Santal festivals have always been closed community festivals. There is little scope for non-Santals to join and integrate with them. Considering this limitation, 28 years ago then registered societies of Ghosaldanga and Bishnubati started to organize the Adibasi Baha Parab which is an extension of the traditional Baha festival. The main objective was to open this festival to Santals of other villages and to non-Santals and thus make it inclusive. We wanted to disseminate the ideas of Baha among the people at large. We celebrated for one day after the traditional Baha of the village is over. We hold it on the large playground of Ghosaldanga. After the procession in the village, a symbolic Baha ritual is performed on the playground. Later various tribal sports, folk dances are organized -- everybody can take part. In the evening the prize distribution, felicitations, Santali dramas and a whole night musical programme take place. This year, forty folk dance teams from various villages of Birbhum District and Jharkand took part.

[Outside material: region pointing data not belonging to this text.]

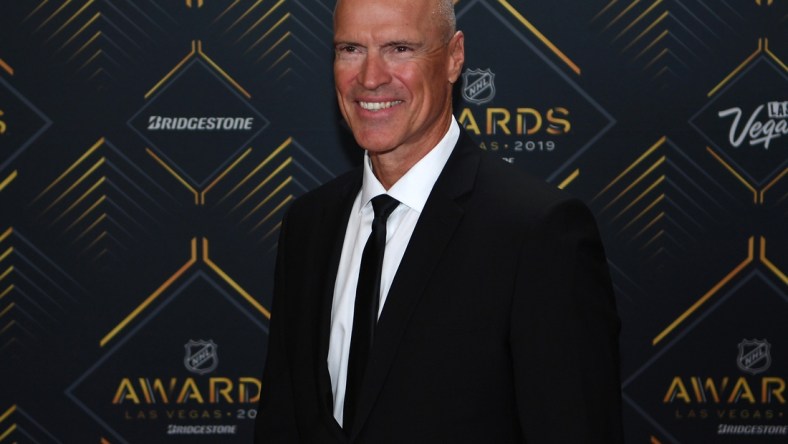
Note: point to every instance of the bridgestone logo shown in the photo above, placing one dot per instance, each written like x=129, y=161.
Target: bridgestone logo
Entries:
x=159, y=123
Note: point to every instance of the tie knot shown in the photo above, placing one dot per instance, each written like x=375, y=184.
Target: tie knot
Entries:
x=383, y=205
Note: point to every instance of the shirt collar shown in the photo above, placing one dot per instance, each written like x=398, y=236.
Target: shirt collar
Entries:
x=415, y=186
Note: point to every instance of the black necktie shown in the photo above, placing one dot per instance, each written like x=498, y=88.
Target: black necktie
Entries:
x=365, y=312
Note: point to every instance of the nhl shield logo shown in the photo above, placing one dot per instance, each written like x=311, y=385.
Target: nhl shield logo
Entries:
x=754, y=356
x=478, y=86
x=201, y=356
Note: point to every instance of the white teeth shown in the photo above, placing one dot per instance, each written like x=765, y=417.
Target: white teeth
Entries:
x=377, y=106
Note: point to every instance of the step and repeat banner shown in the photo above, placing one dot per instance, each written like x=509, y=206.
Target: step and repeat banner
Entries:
x=148, y=150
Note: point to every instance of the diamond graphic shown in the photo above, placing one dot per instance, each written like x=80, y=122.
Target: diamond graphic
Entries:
x=744, y=122
x=21, y=123
x=141, y=385
x=694, y=383
x=198, y=122
x=531, y=113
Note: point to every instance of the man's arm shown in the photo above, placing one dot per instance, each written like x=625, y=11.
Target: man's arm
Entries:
x=565, y=333
x=275, y=421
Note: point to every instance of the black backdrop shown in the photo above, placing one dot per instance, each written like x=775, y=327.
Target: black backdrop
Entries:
x=136, y=252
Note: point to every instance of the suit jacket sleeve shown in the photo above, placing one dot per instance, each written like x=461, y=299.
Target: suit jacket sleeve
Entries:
x=276, y=421
x=564, y=332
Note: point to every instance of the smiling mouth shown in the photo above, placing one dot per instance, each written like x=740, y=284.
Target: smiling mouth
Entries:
x=377, y=106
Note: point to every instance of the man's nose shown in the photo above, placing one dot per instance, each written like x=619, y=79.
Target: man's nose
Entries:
x=374, y=71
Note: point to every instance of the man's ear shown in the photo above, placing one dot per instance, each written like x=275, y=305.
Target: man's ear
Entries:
x=456, y=56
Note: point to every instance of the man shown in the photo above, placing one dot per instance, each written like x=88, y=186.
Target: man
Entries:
x=495, y=316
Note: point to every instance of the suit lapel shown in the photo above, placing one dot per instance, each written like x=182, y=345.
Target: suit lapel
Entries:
x=334, y=219
x=434, y=230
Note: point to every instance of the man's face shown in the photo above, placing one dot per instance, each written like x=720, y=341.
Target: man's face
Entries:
x=393, y=71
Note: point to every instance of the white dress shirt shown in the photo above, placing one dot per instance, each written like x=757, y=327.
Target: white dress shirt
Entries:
x=412, y=191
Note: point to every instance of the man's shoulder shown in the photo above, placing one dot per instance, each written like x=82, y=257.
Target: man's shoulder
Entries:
x=329, y=193
x=512, y=187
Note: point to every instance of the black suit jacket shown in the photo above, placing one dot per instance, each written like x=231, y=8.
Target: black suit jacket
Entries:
x=499, y=326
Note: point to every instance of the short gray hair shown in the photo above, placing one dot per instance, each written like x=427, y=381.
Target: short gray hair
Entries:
x=443, y=15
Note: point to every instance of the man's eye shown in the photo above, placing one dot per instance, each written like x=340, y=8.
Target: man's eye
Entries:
x=347, y=49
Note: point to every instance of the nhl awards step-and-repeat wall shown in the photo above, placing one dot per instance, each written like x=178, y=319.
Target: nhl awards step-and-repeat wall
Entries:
x=148, y=150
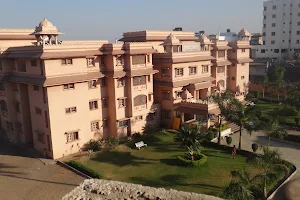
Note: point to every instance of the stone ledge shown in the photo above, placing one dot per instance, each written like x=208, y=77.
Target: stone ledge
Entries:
x=104, y=190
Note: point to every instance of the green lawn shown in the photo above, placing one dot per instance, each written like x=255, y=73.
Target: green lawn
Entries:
x=156, y=166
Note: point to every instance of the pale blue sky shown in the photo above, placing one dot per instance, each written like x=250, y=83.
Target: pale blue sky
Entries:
x=108, y=19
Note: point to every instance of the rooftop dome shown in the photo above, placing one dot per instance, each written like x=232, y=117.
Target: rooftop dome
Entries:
x=45, y=23
x=172, y=40
x=45, y=27
x=244, y=32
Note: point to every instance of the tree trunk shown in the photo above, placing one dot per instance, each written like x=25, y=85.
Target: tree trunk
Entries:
x=240, y=142
x=219, y=137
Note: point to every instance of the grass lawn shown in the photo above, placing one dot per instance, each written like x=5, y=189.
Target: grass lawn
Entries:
x=156, y=166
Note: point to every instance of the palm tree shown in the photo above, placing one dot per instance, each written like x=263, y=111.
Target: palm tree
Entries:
x=187, y=136
x=242, y=186
x=273, y=129
x=270, y=161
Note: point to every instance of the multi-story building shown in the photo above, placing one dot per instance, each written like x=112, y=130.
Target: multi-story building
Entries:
x=57, y=95
x=281, y=30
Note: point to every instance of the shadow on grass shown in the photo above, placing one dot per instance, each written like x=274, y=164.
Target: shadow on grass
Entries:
x=120, y=158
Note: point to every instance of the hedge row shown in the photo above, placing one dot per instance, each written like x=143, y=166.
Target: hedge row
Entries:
x=83, y=169
x=200, y=159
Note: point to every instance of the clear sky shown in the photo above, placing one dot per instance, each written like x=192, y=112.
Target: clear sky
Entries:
x=108, y=19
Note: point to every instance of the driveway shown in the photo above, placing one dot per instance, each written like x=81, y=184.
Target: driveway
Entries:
x=288, y=152
x=22, y=176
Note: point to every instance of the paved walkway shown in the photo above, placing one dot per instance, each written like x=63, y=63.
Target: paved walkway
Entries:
x=288, y=151
x=27, y=178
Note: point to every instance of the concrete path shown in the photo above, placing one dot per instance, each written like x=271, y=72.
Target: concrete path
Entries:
x=289, y=152
x=24, y=177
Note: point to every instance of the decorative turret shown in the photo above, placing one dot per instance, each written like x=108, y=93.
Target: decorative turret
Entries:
x=244, y=35
x=45, y=31
x=172, y=44
x=204, y=42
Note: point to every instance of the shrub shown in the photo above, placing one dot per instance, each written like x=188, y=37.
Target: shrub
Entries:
x=83, y=169
x=254, y=147
x=210, y=136
x=200, y=159
x=92, y=145
x=113, y=141
x=228, y=140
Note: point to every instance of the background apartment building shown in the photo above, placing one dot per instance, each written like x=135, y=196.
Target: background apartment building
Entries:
x=57, y=95
x=281, y=30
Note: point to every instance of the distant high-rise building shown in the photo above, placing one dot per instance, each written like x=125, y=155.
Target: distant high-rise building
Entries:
x=281, y=30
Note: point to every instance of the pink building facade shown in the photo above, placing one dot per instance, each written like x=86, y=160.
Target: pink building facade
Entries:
x=58, y=95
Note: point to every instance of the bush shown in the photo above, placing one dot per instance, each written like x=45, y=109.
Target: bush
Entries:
x=113, y=141
x=92, y=145
x=83, y=169
x=254, y=147
x=228, y=140
x=210, y=136
x=200, y=159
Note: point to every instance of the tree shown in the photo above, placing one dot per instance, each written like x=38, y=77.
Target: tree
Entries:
x=242, y=186
x=187, y=136
x=270, y=161
x=222, y=99
x=273, y=129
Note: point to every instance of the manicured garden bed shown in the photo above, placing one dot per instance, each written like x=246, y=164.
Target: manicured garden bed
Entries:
x=157, y=166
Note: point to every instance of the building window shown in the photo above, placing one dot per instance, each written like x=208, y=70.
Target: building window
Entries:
x=123, y=123
x=36, y=88
x=72, y=136
x=69, y=86
x=166, y=114
x=71, y=110
x=40, y=137
x=166, y=95
x=204, y=68
x=121, y=82
x=92, y=84
x=119, y=60
x=94, y=126
x=33, y=63
x=138, y=59
x=139, y=118
x=178, y=94
x=164, y=72
x=179, y=72
x=90, y=61
x=122, y=103
x=139, y=80
x=150, y=97
x=38, y=111
x=102, y=60
x=66, y=61
x=193, y=70
x=148, y=58
x=18, y=106
x=104, y=103
x=93, y=105
x=104, y=83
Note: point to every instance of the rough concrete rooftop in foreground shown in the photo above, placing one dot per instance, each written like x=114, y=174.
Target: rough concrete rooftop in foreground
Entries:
x=104, y=190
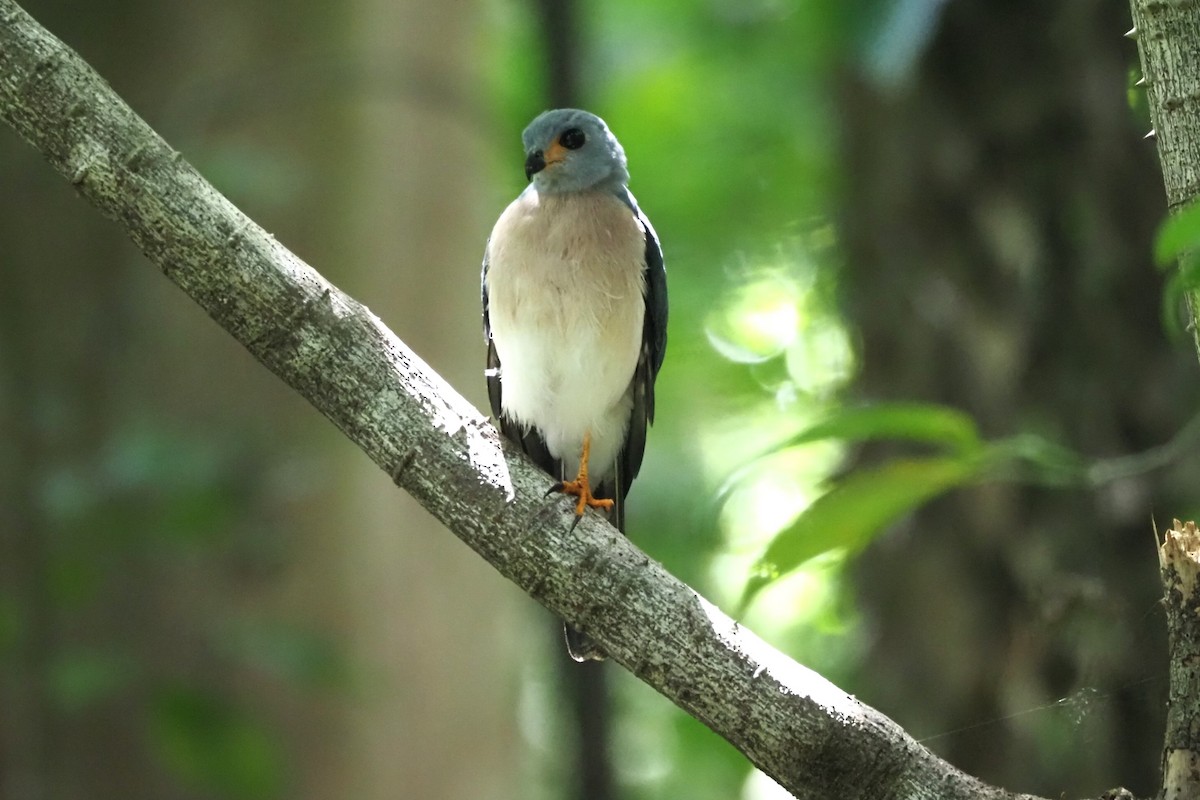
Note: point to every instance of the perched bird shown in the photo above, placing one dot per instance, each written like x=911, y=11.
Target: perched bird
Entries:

The recipient of this year’s Baha Award was a well-known Santal traditional medicine man, Mr. Ram Hembrom of Ramnagar village, Birbhum District. Mr. Hembrom has grown 475 different varieties of herbal plants in his courtyard and is treating the villagers with these medicinal plants since the last thirty years. Santali dramas ‘Kriya’ and ‘Monetabon bodolabon’ were also staged by Sidu Kanu Smriti Sangha of Nildanga and Kalitola Sporting Club. Another special event of this year was the felicitation of the ‘Manjhi baba (Santal traditional leaders) of ten different villages by the local police administration who later talked about the positive impression this inclusive programme has created.